Ghent and Carnovale (1966) described the etiology, incidence and other factors associated with volvulus of the appendix out of which one was complicated with infection of the wound with gas gangrene. Two cases involved mucocele of the appendix, one was due to the infestation of Schistosoma haematobium where the weighted tip of the infested appendix caused the development of volvulus. The authors have emphasized that the etiological factors ranged from simple obstruction to infection or parasitic infestation.

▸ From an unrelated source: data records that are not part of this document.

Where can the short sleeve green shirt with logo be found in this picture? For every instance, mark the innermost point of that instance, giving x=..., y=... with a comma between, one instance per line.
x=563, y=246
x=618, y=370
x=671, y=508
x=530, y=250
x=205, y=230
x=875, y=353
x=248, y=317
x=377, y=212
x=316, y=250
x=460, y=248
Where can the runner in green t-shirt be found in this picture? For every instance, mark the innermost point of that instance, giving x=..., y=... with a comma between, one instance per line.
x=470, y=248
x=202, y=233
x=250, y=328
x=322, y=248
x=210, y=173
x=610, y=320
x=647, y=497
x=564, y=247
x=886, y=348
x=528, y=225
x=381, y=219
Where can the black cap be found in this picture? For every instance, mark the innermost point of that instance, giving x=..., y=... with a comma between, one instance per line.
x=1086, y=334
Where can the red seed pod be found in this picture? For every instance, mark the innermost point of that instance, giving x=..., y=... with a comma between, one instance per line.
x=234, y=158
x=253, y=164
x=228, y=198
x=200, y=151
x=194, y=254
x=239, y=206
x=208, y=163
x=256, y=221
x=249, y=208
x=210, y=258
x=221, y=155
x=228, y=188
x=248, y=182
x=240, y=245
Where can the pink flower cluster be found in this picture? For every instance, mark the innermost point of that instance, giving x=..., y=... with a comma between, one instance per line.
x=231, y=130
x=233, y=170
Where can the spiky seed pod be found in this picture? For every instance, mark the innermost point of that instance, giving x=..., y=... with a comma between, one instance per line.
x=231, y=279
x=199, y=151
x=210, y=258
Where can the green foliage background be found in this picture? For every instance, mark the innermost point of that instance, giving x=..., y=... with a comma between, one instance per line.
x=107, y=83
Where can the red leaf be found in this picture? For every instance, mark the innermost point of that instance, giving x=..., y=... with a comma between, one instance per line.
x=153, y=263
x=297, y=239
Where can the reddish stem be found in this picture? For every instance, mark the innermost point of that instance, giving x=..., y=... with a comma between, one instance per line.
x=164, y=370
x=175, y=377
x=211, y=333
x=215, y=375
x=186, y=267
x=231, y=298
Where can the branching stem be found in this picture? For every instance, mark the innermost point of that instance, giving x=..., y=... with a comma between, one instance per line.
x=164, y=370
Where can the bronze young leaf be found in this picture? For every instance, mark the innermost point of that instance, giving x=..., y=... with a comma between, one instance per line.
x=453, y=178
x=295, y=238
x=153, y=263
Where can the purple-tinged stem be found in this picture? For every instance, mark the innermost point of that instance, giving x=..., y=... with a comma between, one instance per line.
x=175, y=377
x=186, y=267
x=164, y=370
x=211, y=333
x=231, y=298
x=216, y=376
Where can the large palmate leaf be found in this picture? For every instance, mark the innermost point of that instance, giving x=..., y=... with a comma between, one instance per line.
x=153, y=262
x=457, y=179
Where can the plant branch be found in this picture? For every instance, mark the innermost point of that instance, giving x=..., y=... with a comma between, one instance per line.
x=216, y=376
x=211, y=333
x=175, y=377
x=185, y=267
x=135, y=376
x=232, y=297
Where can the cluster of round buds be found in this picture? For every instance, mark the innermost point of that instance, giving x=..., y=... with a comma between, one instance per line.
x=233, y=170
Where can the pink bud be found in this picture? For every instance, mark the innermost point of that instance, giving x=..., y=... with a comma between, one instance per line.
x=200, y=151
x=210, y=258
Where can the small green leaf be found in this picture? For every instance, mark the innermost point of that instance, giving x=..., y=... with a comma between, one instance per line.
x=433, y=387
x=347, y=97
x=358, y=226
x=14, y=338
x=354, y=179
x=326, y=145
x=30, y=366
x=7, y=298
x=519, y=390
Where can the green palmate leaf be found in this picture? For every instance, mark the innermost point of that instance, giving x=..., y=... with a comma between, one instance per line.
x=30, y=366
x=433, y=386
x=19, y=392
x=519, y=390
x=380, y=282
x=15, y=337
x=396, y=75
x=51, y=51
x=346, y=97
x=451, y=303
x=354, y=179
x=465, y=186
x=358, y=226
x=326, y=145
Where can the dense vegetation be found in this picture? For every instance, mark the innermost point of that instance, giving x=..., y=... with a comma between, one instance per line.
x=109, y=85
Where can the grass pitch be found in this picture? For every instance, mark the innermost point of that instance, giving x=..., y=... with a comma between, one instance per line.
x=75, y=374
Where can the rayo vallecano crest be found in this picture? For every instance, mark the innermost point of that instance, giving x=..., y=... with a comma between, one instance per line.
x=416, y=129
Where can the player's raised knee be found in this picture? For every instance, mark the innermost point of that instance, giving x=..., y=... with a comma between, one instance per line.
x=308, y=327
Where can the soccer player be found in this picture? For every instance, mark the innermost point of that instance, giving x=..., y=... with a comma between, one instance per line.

D’Souza and Abdessalam (2011) have reported a case of a two year old child presented with right lower quadrant abdominal pain that was diagnosed as ruptured appendicitis with abscess. In this case an attempt to computed tomography guided drainage failed to produce purule drainage and the child was subsequently treated with diagnostic laproscopy revealing volvulus of the appendix and subsequently laproscopic appendectomy was performed. The authors have noted that occurrence of volvulus of the appendix is a very rare phenomenon among children [3,4].

Havránek and Hájková (1989) have described the case history of appendix volvulus that developed as a congenital defect in the appendiceal mesenteriolume, wherein, the primary clinical examination did not indicate primary appendicitis but provided enough evidence of strangulation of the aboral part of the appendix.

Laproscopic surgery causing an intestinal volvulus is a very rare post- operative complication. Hegde, et al. reported a rare pediatric case of a young boy who developed an obstruction of the small bowel fooling laproscopic appendectomy for the treatment of perforated appendicitis. The authors have observed that there was no evidence of any congenital malrotation based on initial laproscopy. Subsequent investigation revealed midgut volvulus that necessitated emergency laparotomy. The authors have emphasized on this uncommon complication of laproscopy that would require surgical intervention [5,6].

Baeza-Herrera, et al. reported a case of 7 year old female patient presented with central abdominal pain localized to right lower quadrant with vomiting but not fever. Surgical exploration revealed vermiform appendix torsion. The patient was treated with appendectomy Vermiform appendix torsion is also very rare condition with so far only 25 case being reported in literature.

The following table summarizes the magnitude of appendicitis prevalence in United States of America (Table 1) [7,8].

Parameter Year/Gender Value Unit
Lifetime risk male 8.6 percent
Lifetime risk female 6.7 percent
No. of appendectomy is US 2015 >300000 Nos.
No. of estimated cases 2019 378614 Nos.
USA Incidence appendicitis 2004-2008 98 total cases /total person-years
USA Incidence appendicitis 2007 120 total cases /total person-years
USA pooled incidence since 2000 108 incidence per 100,000 with 95% confidence intervals

Table 1: Risk, prevalence and incidence of appendicitis in USA

Conclusion

The risks of perforation in these patients should prompt early exploration; however, there appears to be no reliable way to make this diagnosis pre- operatively. Although rare, incorrect management of this condition could cause significant morbidity in afflicted patients.